From what I read here it seems clustering is not a viable option unless there is some change in licensing (someone please correct me if I am wrong on that). I would be happy to have an active/passive server situation behind hardware load balancers that we already use on our network, but the two posts I note below make it unclear whether or not we could accomplish that.
I was hopeful when I read this text in this thread:
*"To have fail over I would recommend having 2 Openfire servers where one is active and the other *
*one is just sitting there. You may put a load balancer in front or something that will detect when *
*a server goes down and then redirect the traffic to the other server.
Note that in XMPP the connections are long lived. That means that if an XMPP server goes down then *
*clients will need to reconnect. This means that when a server goes down clients will notice it. *
*Smart clients may reconnect and hide that fact to users but still there is a reconnection since *
the TCP connection went down."
We would accept a situation where if the primary server failed all connections would drop and users would have to re-connect and authenticate (presumably to the secondary server that the load balancers would now direct the clients to). My assumption was that we could use a remote database for each server (MSSQL in our case as we have a HA MSSQL “farm” used for many other applications) and replicate data between the databases.
But then I read this:
*"Every Openfire server still needs it’s local database which stores the server name *
(east.example.com and west.example.com) and all other things like MUC information."
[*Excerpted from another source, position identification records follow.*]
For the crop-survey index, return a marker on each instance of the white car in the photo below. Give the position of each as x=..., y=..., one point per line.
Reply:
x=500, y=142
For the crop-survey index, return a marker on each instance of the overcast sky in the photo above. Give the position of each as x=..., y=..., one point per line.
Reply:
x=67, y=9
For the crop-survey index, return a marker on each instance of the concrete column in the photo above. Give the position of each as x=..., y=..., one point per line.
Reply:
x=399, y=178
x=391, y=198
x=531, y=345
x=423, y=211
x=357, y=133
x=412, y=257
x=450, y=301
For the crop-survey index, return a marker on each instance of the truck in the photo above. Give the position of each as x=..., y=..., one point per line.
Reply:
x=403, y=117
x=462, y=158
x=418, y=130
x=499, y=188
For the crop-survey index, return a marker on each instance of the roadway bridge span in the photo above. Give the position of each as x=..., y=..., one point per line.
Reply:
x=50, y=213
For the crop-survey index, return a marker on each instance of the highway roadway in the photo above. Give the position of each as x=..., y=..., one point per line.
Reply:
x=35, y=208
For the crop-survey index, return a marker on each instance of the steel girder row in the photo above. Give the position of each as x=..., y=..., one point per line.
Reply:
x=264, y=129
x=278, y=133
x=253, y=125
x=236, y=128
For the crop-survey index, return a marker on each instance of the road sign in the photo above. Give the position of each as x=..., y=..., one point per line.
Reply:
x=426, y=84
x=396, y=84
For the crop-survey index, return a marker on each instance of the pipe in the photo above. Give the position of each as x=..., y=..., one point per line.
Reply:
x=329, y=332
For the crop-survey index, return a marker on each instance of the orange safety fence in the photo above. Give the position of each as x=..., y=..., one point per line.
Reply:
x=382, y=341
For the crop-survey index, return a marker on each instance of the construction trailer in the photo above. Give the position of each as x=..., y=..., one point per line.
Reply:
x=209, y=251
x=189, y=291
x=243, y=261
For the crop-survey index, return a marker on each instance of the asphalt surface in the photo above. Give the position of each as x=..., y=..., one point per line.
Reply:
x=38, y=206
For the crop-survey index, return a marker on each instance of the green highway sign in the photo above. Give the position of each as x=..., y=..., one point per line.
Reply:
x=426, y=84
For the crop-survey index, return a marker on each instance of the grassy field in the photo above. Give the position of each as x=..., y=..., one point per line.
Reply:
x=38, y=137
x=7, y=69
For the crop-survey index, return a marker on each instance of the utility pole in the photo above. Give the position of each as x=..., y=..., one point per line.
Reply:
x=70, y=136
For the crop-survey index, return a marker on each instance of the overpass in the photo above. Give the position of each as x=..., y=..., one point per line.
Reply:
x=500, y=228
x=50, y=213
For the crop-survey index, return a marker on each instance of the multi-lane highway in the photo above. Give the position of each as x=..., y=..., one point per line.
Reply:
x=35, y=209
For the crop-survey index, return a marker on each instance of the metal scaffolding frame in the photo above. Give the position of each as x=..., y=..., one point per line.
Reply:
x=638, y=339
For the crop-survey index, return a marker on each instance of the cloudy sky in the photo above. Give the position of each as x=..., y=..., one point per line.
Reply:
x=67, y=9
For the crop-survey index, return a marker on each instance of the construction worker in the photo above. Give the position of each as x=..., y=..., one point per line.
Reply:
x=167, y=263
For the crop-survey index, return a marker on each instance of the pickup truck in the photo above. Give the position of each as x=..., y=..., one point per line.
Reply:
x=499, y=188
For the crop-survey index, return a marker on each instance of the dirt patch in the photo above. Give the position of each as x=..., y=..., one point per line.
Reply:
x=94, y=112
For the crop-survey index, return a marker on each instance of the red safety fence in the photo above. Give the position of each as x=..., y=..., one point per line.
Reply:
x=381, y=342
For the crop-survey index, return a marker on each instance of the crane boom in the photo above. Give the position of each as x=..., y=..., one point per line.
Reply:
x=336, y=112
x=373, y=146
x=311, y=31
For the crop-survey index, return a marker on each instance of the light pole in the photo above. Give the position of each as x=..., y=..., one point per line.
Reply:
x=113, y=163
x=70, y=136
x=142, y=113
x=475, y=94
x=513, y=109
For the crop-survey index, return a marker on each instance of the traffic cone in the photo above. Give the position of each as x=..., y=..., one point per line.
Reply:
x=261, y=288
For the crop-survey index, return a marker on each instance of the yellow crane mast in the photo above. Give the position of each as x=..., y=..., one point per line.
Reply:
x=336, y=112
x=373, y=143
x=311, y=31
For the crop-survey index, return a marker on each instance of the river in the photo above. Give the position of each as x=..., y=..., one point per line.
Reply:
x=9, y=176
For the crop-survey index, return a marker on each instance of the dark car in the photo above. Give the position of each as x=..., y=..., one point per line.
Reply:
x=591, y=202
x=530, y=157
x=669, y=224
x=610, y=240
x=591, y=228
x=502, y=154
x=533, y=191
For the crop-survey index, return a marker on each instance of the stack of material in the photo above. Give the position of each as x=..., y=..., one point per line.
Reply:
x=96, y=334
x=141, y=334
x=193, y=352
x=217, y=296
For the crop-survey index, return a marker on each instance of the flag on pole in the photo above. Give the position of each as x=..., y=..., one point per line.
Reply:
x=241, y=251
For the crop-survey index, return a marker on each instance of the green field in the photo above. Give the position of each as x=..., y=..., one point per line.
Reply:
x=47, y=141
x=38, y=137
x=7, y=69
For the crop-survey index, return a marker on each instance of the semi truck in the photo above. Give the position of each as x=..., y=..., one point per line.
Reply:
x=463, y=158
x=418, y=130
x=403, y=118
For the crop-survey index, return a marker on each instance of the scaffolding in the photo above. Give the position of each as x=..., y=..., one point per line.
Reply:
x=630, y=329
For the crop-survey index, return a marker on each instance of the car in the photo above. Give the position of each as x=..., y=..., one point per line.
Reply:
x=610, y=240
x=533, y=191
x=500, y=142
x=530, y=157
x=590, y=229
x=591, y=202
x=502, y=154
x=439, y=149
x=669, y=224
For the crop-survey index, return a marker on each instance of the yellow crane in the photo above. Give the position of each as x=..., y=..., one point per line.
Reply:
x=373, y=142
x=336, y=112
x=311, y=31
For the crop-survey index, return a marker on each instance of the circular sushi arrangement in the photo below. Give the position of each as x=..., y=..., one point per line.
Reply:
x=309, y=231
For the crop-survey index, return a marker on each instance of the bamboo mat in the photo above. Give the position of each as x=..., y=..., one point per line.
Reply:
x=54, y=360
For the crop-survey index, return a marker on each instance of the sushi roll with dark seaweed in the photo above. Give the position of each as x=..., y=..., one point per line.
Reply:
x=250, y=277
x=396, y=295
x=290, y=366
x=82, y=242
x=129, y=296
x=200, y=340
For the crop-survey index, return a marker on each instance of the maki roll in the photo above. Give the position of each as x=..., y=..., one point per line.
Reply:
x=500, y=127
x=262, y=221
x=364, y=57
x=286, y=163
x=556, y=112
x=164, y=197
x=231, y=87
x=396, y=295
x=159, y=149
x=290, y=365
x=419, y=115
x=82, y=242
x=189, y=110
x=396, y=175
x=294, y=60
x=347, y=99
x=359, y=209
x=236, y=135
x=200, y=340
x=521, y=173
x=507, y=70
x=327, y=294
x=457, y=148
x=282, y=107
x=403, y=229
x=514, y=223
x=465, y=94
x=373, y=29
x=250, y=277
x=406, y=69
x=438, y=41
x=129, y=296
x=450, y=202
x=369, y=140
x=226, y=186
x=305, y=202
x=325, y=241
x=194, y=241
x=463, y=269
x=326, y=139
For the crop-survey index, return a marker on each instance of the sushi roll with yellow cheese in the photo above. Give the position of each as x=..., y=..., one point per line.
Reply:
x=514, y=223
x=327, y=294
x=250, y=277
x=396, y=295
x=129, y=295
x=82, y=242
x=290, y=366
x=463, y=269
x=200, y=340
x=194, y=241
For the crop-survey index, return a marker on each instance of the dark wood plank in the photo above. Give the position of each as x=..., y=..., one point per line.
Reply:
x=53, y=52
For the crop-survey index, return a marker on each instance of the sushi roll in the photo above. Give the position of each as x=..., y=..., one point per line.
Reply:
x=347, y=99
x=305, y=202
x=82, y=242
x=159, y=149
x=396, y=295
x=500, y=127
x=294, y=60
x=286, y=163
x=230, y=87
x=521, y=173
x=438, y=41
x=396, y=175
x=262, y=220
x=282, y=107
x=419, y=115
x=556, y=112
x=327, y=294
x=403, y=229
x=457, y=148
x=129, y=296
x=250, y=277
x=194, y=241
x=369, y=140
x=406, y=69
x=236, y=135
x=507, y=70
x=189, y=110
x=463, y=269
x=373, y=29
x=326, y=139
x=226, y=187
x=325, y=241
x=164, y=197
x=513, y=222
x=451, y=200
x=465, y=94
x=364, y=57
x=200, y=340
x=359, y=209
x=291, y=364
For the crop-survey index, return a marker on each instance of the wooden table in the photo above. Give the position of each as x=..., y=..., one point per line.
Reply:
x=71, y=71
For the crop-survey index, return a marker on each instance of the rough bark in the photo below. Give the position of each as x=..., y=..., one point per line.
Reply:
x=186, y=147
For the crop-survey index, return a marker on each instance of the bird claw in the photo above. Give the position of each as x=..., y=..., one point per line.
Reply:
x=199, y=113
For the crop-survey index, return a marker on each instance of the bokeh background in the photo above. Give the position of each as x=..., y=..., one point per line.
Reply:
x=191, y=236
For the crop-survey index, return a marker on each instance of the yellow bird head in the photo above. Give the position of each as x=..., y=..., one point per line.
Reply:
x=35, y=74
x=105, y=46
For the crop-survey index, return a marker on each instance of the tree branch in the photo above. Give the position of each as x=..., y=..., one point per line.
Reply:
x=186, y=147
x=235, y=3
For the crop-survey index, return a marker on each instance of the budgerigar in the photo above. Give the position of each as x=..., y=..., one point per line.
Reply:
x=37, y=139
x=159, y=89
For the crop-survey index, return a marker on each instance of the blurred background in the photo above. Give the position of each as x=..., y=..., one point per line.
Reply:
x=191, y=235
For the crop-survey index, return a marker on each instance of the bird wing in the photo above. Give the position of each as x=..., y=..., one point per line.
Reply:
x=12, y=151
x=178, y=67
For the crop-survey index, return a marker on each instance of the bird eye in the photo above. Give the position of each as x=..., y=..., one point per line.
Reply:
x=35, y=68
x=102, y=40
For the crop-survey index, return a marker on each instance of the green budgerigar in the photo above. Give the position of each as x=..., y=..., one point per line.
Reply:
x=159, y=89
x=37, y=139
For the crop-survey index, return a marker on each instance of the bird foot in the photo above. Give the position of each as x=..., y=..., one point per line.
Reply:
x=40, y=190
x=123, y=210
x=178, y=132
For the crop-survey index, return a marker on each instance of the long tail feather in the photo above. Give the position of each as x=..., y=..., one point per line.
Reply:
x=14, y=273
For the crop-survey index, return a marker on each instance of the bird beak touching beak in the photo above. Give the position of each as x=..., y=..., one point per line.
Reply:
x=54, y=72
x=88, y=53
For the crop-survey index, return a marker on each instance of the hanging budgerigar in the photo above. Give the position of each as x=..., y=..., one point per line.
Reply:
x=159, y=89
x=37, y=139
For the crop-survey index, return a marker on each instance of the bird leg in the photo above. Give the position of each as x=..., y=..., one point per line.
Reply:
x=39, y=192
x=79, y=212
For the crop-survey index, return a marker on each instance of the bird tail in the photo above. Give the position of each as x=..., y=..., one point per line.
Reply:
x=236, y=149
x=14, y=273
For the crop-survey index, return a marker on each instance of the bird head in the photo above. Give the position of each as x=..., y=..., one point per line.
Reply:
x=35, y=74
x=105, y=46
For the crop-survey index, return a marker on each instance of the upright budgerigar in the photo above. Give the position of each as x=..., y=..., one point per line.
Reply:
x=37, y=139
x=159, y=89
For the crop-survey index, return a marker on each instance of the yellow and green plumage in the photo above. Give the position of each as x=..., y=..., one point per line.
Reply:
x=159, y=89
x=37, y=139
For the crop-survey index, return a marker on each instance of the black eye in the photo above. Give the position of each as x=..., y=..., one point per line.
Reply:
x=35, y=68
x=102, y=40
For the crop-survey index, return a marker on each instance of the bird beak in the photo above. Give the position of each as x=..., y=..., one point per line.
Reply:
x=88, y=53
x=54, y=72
Assuming a failover situation described above with sync’d remote databases, I am unclear whether or not the information available to users on the primary server will be available to users once they connect to the secondary server. It appears that some information will be in the remote SQL database but some information will still be contained locally on the server (??)
Can someone help me get a clear understanding of this? I would love to hear from a corporate type who has done something like this especially with layer seven type load balance/failover devices.